Hello there just thought i would throw my twopenny's worth.oops showing my age.we have a large motorhome and are going in the tunnel.less restrictions.but the hours can be a pain but it is costing £122. hope that helps you .


----------



## MOTORHOMER (May 9, 2005)

ramsgateostend said:


> ----------the lanes are marked on ships decks to allow a 2.5m vehicle plus room for a (slim) driver to get out from either side. ----------------------.
> 
> Hope that helps


Mmmmm

That us out then as we are far from slim people. What are we supposed to do?

Motorhomer


----------



## Nora+Neil (May 1, 2005)

Boff said:

Why P&O has a height limit on their on-line bookings, that I do not understand. I ran into this when booking my Ireland trip for this summer, so I had to involve a travel agent.

Who are you travelling with. We never have a problem with Irishferries.

New company travelling from Cherbourg to Rosslare 
www.celticlinkferries.com
Enjoy you holiday in Ireland.
Ceád mile failte.


----------



## Arizona (May 9, 2005)

Hi

Have just spent 2 days researching ferries across the irish sea. On all web sites I came across there was a height restriction of 2.5, however when I phoned there was no problem!! It is definitely annoying when trying to organise a trip outside of normal working hours or in the evening, which is the only time I get peace to do so, that you then have to wait until the next day and go other the whole thing again on the phone!!

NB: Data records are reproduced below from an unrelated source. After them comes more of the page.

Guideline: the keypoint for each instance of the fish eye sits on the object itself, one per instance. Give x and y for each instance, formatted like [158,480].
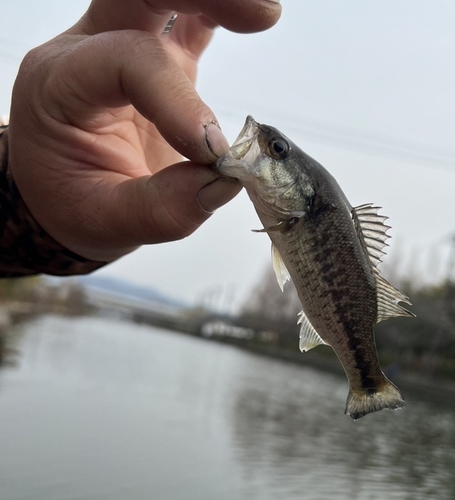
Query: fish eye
[278,147]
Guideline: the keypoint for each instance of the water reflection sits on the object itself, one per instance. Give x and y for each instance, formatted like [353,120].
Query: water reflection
[99,410]
[288,422]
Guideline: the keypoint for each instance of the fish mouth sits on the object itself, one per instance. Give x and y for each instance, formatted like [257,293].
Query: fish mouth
[245,139]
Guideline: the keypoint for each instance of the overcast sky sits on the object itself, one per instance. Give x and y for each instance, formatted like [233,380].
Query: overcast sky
[366,88]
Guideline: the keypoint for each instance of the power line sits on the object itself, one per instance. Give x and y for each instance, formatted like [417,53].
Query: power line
[373,144]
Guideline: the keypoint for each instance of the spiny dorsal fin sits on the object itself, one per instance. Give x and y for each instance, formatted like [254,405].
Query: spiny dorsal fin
[309,337]
[281,272]
[374,233]
[373,230]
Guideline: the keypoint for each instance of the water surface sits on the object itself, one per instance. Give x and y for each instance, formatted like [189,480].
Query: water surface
[101,409]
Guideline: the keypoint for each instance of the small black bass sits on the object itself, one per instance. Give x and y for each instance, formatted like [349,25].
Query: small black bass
[329,249]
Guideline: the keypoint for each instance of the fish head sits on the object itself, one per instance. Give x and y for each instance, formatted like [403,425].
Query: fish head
[271,168]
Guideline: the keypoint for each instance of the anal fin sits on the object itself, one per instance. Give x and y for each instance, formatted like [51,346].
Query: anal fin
[281,272]
[309,337]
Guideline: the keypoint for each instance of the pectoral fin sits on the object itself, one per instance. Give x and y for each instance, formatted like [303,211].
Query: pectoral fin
[309,337]
[281,272]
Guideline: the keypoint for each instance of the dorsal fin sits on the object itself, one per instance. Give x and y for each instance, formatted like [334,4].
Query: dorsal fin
[388,300]
[374,233]
[373,230]
[309,337]
[281,272]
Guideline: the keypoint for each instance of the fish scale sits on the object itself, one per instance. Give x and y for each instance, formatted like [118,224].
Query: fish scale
[329,249]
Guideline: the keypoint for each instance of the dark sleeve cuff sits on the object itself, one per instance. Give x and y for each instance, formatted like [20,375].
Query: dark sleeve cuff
[25,248]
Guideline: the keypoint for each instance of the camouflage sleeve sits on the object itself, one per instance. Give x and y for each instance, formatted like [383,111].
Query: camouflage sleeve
[25,248]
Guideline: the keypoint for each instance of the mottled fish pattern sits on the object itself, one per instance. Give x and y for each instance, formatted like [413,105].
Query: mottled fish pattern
[329,249]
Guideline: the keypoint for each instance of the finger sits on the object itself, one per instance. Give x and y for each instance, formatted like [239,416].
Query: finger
[131,67]
[152,15]
[167,206]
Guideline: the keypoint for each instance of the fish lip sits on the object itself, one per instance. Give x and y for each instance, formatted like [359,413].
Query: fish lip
[245,139]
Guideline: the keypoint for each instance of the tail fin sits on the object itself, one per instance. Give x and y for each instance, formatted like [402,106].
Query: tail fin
[359,403]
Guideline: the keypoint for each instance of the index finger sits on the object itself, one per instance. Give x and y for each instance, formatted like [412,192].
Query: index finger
[242,16]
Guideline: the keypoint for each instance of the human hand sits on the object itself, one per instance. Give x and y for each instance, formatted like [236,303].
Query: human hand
[102,114]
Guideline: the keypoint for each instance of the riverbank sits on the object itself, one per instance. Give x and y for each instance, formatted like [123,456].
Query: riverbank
[416,385]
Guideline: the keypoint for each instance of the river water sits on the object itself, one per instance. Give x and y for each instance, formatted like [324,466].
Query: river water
[107,410]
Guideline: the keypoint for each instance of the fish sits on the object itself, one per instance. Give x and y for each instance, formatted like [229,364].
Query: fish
[329,249]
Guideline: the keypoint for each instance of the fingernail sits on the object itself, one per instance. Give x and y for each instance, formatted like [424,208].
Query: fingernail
[217,193]
[216,141]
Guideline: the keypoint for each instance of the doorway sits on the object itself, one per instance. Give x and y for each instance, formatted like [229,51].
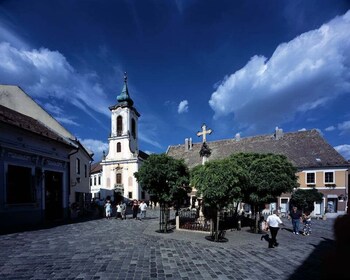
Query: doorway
[53,196]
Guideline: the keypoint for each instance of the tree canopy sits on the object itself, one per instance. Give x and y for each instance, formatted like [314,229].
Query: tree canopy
[304,199]
[219,181]
[164,177]
[269,175]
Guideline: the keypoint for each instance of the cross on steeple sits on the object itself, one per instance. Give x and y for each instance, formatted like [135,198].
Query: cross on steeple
[204,132]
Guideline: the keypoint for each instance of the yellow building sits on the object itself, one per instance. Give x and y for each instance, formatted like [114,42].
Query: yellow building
[319,164]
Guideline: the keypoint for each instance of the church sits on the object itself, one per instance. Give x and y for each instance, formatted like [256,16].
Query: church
[113,177]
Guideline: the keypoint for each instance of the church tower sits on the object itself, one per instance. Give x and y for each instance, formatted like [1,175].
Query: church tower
[123,158]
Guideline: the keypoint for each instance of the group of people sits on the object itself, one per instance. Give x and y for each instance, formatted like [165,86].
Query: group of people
[274,221]
[137,207]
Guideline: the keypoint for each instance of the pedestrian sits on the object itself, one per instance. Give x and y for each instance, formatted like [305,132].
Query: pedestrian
[135,209]
[123,206]
[143,207]
[273,222]
[295,215]
[307,223]
[119,211]
[108,209]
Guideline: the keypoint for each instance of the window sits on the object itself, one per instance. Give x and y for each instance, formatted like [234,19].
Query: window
[119,178]
[133,128]
[119,125]
[329,177]
[310,178]
[20,187]
[77,166]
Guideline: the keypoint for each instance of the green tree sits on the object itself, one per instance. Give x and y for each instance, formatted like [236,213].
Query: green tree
[166,179]
[219,182]
[269,176]
[305,199]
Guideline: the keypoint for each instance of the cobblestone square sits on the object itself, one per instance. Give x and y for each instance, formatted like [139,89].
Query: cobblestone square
[132,249]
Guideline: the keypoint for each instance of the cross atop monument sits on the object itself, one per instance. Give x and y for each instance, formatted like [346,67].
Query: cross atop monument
[204,132]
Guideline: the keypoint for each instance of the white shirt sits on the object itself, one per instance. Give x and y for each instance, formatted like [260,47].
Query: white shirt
[143,206]
[273,220]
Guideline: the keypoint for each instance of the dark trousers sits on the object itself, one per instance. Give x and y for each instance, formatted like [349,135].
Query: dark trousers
[273,240]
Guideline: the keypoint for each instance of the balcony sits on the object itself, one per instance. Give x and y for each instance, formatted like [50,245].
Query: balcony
[119,187]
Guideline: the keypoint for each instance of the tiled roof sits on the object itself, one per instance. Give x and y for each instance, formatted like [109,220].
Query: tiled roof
[13,118]
[305,149]
[96,167]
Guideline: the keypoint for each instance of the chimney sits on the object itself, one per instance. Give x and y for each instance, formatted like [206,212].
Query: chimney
[238,137]
[278,133]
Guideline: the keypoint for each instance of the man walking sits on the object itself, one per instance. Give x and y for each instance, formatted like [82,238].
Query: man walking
[143,207]
[295,215]
[273,222]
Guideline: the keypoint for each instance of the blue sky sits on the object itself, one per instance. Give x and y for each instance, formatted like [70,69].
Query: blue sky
[238,66]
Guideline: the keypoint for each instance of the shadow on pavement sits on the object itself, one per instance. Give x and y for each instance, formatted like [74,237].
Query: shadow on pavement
[45,225]
[313,267]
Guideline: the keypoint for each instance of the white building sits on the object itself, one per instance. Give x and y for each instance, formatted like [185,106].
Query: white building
[124,157]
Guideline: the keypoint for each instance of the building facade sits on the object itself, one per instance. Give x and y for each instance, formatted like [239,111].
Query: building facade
[79,158]
[124,156]
[34,171]
[319,165]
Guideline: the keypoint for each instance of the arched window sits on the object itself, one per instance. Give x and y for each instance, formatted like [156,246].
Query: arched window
[133,128]
[119,178]
[119,125]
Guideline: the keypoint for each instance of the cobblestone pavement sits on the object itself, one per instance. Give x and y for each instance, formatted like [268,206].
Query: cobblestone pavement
[132,249]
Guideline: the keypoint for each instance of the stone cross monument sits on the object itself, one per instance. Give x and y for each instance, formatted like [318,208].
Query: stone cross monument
[204,132]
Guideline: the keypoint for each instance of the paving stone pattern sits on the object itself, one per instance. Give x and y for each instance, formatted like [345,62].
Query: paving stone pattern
[132,249]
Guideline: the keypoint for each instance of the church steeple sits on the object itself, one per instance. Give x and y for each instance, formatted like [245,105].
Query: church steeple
[124,96]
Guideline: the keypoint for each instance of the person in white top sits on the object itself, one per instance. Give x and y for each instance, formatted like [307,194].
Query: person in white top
[273,222]
[143,207]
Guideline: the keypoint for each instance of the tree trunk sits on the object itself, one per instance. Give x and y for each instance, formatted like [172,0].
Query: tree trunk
[257,218]
[164,218]
[217,224]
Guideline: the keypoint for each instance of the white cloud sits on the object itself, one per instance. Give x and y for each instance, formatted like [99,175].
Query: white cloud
[149,140]
[344,127]
[96,146]
[301,75]
[67,121]
[330,128]
[47,74]
[344,150]
[183,107]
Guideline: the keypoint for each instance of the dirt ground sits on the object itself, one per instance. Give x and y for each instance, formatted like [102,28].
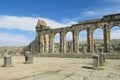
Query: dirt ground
[39,66]
[45,65]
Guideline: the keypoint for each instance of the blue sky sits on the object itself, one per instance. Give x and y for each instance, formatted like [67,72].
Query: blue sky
[18,18]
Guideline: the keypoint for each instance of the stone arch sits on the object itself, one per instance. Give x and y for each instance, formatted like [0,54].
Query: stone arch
[82,39]
[57,42]
[115,38]
[98,39]
[69,41]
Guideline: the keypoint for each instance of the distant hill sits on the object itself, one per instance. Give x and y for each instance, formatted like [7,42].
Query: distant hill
[99,41]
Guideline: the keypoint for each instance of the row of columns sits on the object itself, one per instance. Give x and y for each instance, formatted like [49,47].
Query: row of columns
[90,41]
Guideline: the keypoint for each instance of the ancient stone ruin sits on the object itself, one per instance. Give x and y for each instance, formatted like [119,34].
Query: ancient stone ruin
[44,41]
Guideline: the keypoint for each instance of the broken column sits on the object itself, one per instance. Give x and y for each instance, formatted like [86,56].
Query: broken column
[96,61]
[7,61]
[28,57]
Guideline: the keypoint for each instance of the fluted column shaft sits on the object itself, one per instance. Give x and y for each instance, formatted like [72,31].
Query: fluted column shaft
[62,42]
[90,40]
[41,43]
[75,41]
[106,39]
[51,43]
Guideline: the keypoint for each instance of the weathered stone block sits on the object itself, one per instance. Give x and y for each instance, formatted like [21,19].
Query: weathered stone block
[28,57]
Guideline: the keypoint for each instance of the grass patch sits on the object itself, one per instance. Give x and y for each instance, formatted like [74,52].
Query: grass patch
[68,75]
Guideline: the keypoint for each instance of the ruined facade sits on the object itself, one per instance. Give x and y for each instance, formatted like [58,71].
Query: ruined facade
[44,41]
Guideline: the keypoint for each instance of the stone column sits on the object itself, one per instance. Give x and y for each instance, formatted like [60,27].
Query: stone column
[75,41]
[106,39]
[28,57]
[46,43]
[7,61]
[51,43]
[41,43]
[62,42]
[96,63]
[90,41]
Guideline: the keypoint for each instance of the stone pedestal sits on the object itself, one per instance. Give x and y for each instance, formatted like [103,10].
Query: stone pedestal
[7,61]
[96,61]
[101,59]
[28,57]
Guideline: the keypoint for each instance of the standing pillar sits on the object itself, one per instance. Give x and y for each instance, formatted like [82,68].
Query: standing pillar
[41,43]
[75,41]
[106,39]
[90,41]
[62,42]
[51,43]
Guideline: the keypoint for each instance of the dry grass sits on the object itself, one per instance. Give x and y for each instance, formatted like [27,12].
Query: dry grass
[39,66]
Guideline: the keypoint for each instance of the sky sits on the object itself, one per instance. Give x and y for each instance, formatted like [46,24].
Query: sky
[18,18]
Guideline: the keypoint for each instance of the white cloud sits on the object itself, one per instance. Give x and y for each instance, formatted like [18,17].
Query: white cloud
[8,39]
[24,23]
[28,23]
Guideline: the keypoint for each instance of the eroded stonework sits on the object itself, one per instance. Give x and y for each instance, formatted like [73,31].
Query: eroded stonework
[44,41]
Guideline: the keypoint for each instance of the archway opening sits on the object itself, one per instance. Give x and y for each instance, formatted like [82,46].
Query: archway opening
[69,42]
[57,42]
[46,43]
[82,40]
[98,40]
[115,38]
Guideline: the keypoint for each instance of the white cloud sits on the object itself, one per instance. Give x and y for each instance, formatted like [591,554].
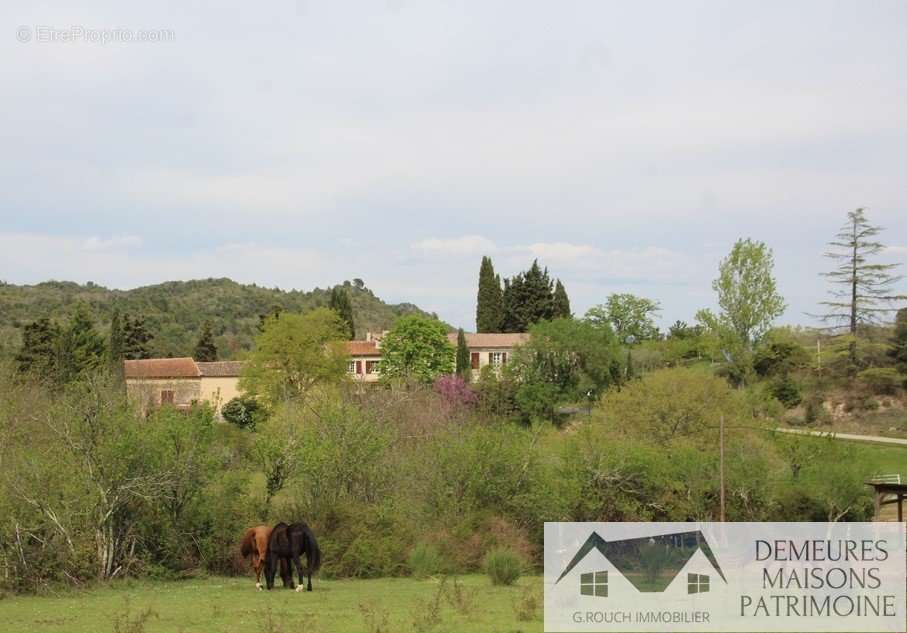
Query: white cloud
[121,242]
[467,245]
[564,253]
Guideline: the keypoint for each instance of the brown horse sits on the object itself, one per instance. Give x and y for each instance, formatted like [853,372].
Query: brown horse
[255,543]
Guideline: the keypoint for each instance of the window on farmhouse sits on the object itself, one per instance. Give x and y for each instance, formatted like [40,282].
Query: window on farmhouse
[697,583]
[594,584]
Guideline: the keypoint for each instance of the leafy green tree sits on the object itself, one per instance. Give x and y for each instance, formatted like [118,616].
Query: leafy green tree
[490,300]
[780,354]
[564,361]
[243,411]
[416,349]
[898,350]
[136,338]
[561,301]
[82,349]
[205,348]
[40,347]
[295,354]
[340,303]
[863,289]
[464,362]
[628,315]
[667,405]
[749,301]
[528,299]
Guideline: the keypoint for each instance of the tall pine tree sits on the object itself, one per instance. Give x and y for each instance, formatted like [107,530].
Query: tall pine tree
[136,338]
[340,303]
[561,301]
[464,364]
[863,289]
[40,347]
[490,300]
[205,348]
[898,350]
[528,299]
[82,349]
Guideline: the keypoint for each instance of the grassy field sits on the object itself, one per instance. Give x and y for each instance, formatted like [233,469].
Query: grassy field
[224,605]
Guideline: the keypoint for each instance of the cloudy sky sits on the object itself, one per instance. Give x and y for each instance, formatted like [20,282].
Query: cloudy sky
[298,144]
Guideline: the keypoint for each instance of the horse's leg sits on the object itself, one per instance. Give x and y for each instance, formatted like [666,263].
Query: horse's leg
[286,573]
[301,573]
[269,572]
[257,565]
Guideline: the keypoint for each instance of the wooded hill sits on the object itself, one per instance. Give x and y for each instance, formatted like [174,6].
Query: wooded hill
[175,311]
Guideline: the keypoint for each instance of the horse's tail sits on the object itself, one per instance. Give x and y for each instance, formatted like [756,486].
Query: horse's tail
[313,552]
[246,546]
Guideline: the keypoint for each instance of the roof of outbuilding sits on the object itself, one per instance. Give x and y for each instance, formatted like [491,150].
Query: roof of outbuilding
[161,368]
[492,339]
[362,348]
[221,368]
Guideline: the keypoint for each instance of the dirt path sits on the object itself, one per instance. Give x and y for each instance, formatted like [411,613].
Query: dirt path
[877,439]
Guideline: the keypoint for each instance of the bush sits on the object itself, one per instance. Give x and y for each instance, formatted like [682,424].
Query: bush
[786,392]
[503,565]
[425,560]
[881,380]
[242,411]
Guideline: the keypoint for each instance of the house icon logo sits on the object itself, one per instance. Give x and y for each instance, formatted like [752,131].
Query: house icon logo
[649,563]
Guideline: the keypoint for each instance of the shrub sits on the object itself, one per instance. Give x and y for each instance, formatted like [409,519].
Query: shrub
[455,391]
[425,560]
[242,411]
[503,565]
[881,380]
[786,392]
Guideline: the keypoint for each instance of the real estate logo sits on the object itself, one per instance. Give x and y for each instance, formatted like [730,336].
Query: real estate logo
[725,577]
[650,563]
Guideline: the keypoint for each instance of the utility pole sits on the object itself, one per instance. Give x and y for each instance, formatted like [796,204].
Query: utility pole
[721,464]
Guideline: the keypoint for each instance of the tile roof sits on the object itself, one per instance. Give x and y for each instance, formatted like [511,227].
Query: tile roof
[221,369]
[489,339]
[362,348]
[161,368]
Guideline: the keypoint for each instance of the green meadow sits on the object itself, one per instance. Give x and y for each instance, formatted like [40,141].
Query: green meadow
[233,605]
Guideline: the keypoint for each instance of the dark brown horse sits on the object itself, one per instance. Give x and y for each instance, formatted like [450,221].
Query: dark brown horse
[255,544]
[286,544]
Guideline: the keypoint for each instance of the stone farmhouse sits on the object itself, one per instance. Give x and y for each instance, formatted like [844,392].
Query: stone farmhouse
[182,381]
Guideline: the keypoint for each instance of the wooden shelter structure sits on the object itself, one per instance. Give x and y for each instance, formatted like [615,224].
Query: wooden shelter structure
[889,490]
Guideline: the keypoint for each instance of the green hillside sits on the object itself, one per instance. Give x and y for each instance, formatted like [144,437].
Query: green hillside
[174,311]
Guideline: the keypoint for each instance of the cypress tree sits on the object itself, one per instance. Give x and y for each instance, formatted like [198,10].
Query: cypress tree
[116,344]
[489,302]
[528,299]
[464,364]
[561,301]
[340,303]
[136,338]
[205,348]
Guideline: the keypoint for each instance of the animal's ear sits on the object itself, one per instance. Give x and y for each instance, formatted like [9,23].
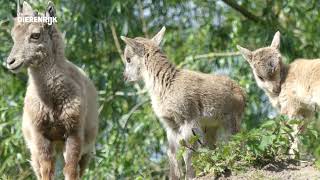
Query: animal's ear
[159,36]
[26,9]
[276,40]
[246,53]
[137,47]
[51,10]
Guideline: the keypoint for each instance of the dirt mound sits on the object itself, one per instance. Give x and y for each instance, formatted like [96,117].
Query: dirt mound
[297,171]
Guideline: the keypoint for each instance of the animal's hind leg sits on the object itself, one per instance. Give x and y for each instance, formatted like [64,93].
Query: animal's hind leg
[83,163]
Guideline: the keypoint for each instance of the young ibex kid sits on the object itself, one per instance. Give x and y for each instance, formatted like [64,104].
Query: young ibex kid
[60,105]
[186,102]
[294,89]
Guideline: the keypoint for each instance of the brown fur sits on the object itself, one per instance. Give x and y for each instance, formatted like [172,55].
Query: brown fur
[292,88]
[60,107]
[186,102]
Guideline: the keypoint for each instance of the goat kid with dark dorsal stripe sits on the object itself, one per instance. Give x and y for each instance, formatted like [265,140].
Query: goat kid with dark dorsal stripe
[186,102]
[60,107]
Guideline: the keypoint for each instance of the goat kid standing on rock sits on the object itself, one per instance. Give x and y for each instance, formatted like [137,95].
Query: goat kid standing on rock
[60,106]
[186,102]
[294,88]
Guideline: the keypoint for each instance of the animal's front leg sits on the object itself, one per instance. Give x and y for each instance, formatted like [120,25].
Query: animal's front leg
[72,156]
[42,156]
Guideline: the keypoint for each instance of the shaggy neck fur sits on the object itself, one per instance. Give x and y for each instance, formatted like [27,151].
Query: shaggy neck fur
[159,73]
[47,78]
[284,68]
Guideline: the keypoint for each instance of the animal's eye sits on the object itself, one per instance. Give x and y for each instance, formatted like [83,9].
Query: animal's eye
[35,36]
[261,78]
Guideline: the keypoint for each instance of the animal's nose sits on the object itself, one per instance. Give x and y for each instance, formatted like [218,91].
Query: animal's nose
[276,89]
[11,61]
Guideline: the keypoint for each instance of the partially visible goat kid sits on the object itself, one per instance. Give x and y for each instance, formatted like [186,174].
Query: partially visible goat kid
[60,108]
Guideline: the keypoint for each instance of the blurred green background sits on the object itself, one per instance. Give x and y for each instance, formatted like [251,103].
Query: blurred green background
[131,141]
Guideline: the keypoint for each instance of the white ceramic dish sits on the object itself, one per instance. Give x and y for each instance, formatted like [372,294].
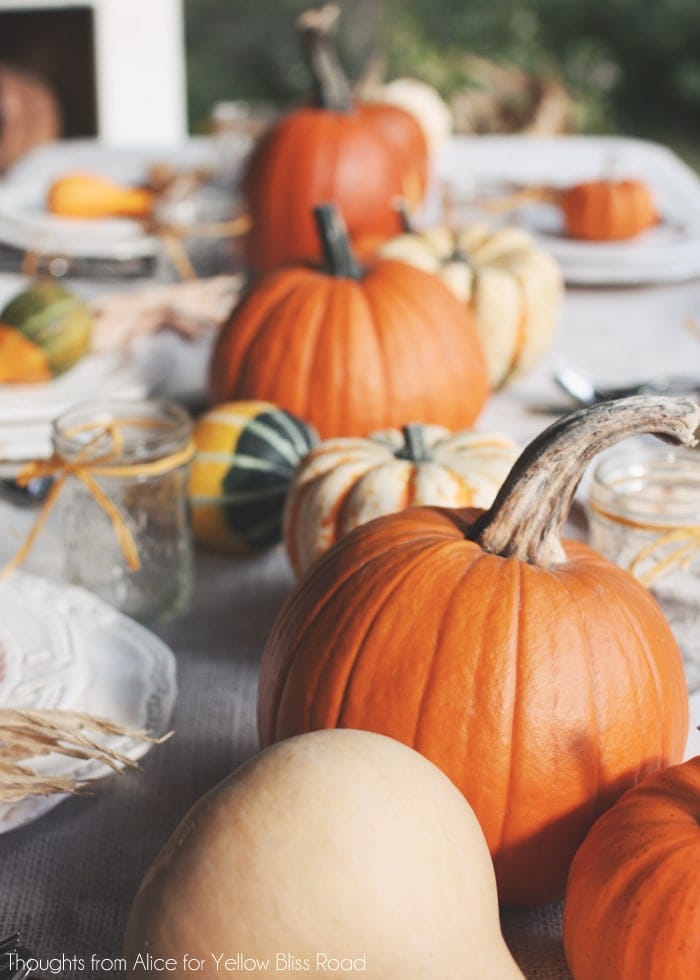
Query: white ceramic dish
[27,410]
[471,167]
[25,223]
[61,647]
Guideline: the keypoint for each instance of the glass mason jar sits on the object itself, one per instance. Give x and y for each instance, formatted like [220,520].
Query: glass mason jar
[127,491]
[644,515]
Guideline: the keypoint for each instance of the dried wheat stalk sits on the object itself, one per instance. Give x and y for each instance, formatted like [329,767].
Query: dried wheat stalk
[24,735]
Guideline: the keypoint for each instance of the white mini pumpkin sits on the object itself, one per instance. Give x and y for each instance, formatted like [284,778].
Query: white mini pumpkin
[333,854]
[514,287]
[343,483]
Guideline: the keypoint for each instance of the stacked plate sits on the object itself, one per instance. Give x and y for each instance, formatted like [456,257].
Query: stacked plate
[63,648]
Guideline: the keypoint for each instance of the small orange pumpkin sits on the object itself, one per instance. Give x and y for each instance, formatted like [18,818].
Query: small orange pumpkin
[364,157]
[21,359]
[352,350]
[632,909]
[541,678]
[608,210]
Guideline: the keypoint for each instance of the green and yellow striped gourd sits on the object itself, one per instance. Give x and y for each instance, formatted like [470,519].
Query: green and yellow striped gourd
[54,319]
[247,453]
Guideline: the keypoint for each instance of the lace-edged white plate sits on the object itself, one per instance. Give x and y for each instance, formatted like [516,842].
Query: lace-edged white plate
[62,647]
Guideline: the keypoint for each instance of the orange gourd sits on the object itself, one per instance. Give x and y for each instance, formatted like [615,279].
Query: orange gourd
[608,210]
[542,679]
[21,359]
[632,909]
[352,350]
[86,195]
[365,157]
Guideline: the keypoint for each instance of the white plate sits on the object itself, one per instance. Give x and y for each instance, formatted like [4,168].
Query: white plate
[27,410]
[26,224]
[476,166]
[62,647]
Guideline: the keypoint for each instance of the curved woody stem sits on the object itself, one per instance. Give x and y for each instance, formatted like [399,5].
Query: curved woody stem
[528,515]
[339,259]
[315,28]
[414,447]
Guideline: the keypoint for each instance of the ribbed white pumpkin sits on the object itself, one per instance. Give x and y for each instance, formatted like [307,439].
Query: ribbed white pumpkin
[343,483]
[514,287]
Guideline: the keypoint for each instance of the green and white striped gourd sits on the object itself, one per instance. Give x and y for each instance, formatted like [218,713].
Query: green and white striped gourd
[343,483]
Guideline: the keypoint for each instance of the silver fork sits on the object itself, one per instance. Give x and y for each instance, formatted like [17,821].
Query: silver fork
[585,392]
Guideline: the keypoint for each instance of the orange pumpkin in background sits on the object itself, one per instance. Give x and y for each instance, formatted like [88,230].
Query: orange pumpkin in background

So much for modern technology!!

Arizona


----------



## 89177 (May 16, 2005)

There is no reason that I can think of for a 2.5m height limit

The 1.85m limit you sometimes see is because many ships have Mezzanine Decks which fold down and effectively split a larger deck in two horizontally. The upper level then has a height of just under 2m

The 2.5m is more likely being used to ensure no commercial traffic (ie trucks) tries to use the passenger rate, hence when you phone you don't have a problem booking


----------